Ousmane Sy répétait son spectacle à La Villette. « J’y suis allé le 23 décembre et c’est la dernière fois que nous nous sommes vus« , raconte Olivier Meyer qui a voulu que ce spectacle existe. Une création qui meurt à deux semaines de la première, c’est comme l’arrêt d’un avion en plein vol. C’est d’une violence extrême. Malgré la peine et le deuil, les danseuses ont décidé de continuer et de présenter One Shot. Ce qui devait être une ouverture festive du festival devient donc le plus bel hommage que l’on puisse imaginer. Samedi 9 janvier, pour cette ultime répétition enregistrée, la famille et les amis d’Ousmane Sy avaient pris place dans la grande salle du Théâtre Jean Vilar. Olivier Meyer est venu à l’avant-scène pour brièvement raconter l’histoire qui le lie personnellement et qui lie le Théâtre et Suresnes Cités Danse à Ousmane Sy.

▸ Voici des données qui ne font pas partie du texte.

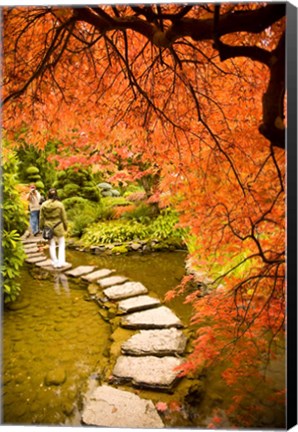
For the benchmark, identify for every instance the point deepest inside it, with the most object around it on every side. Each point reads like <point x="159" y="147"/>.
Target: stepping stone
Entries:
<point x="54" y="269"/>
<point x="79" y="271"/>
<point x="151" y="372"/>
<point x="128" y="289"/>
<point x="97" y="275"/>
<point x="110" y="281"/>
<point x="30" y="240"/>
<point x="36" y="259"/>
<point x="161" y="317"/>
<point x="155" y="342"/>
<point x="32" y="254"/>
<point x="137" y="303"/>
<point x="47" y="265"/>
<point x="110" y="407"/>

Puis le spectacle commence ! Dans la pénombre, un plateau ouvert où l’on distingue des bancs qui enserrent la scène et qui servent aussi d’estrades, sur lesquelles prennent place une à une les huit danseuses. Chacune tour à tour entre dans la danse comme en canon, avec un mouvement de balance des jambes répétées ad libitum sur la musique organisée par DJ Sam One, fidèle collaborateur d’Ousmane Sy. Elles sont là toutes les les hui de dos, fondées dans la même énergie qu’elles ne lâchent pas une heure durant. Est-ce ce le spectacle que le chorégraphe avait imaginé ? Pas tout à fait sans doute. Mais on repère d’un bout à l’autre le style d’Ousmane Sy, cette faculté de mélanger tel un magicien le hip hop, la danse africaine ou contemporaine et même le flamenco ! Les danseuses s’unissent, se désunissent et offrent chacune un solo déchaînant les applaudissements.
Car il n’y a rien de funèbre dans cette représentation, mais un élan de joie. Le spectacle est sur scène mais aussi dans la salle où l’on bouge au rythme de la musique habilement mixée par Adrien Kanter, avec là encore les voix féminines en majesté de Nina Simone ou d’Ane Brun. Entre les séquences, les danseuses assises sur les estrades sont comme un choeur grec d’une tragédie antique, des moments brefs de pause avant de repartir à l’assaut. Elles étaient huit, mais finalement elles sont 13 pour le tableau final, afin de rendre un dernier hommage dansé au chorégraphe dont elles ont partagé la route. La salle est déjà debout comme pour une ovation partagée où l’on a senti comme jamais un moment suspendu entre la scène et la salle qui ne font plus qu’un et deviennent le spectacle. Olivier Meyer semble lui-même sidéré par une telle osmose. Il a d’ailleurs déjà prévu, au-delà de la retransmission, de continuer à faire vivre One Shot en le reprenant lorsque les temps seront moins déchainés. Mais cette représentation était unique et comme un requiem joyeux !
One Shot d’Ousmane Sy au Théâtre de Suresnes Jean Vilar, dans le cadre de Suresnes cités danse. Avec Allauné Blegbo, Nadia Gabrieli Kalati, Anaïs Imbert-Cléry, Odile Lacides, Cynthia Lacordelle, Marina De Remedios, Cintia Golitin, Linda Hayford, Audrey Minko, Valentina Dragotta, Stéphanie Paruta, Emilie Bataille et Selasi Dogbatse.
À voir en direct le dimanche 10 janvier à 17 heures sur France TV, puis en replay.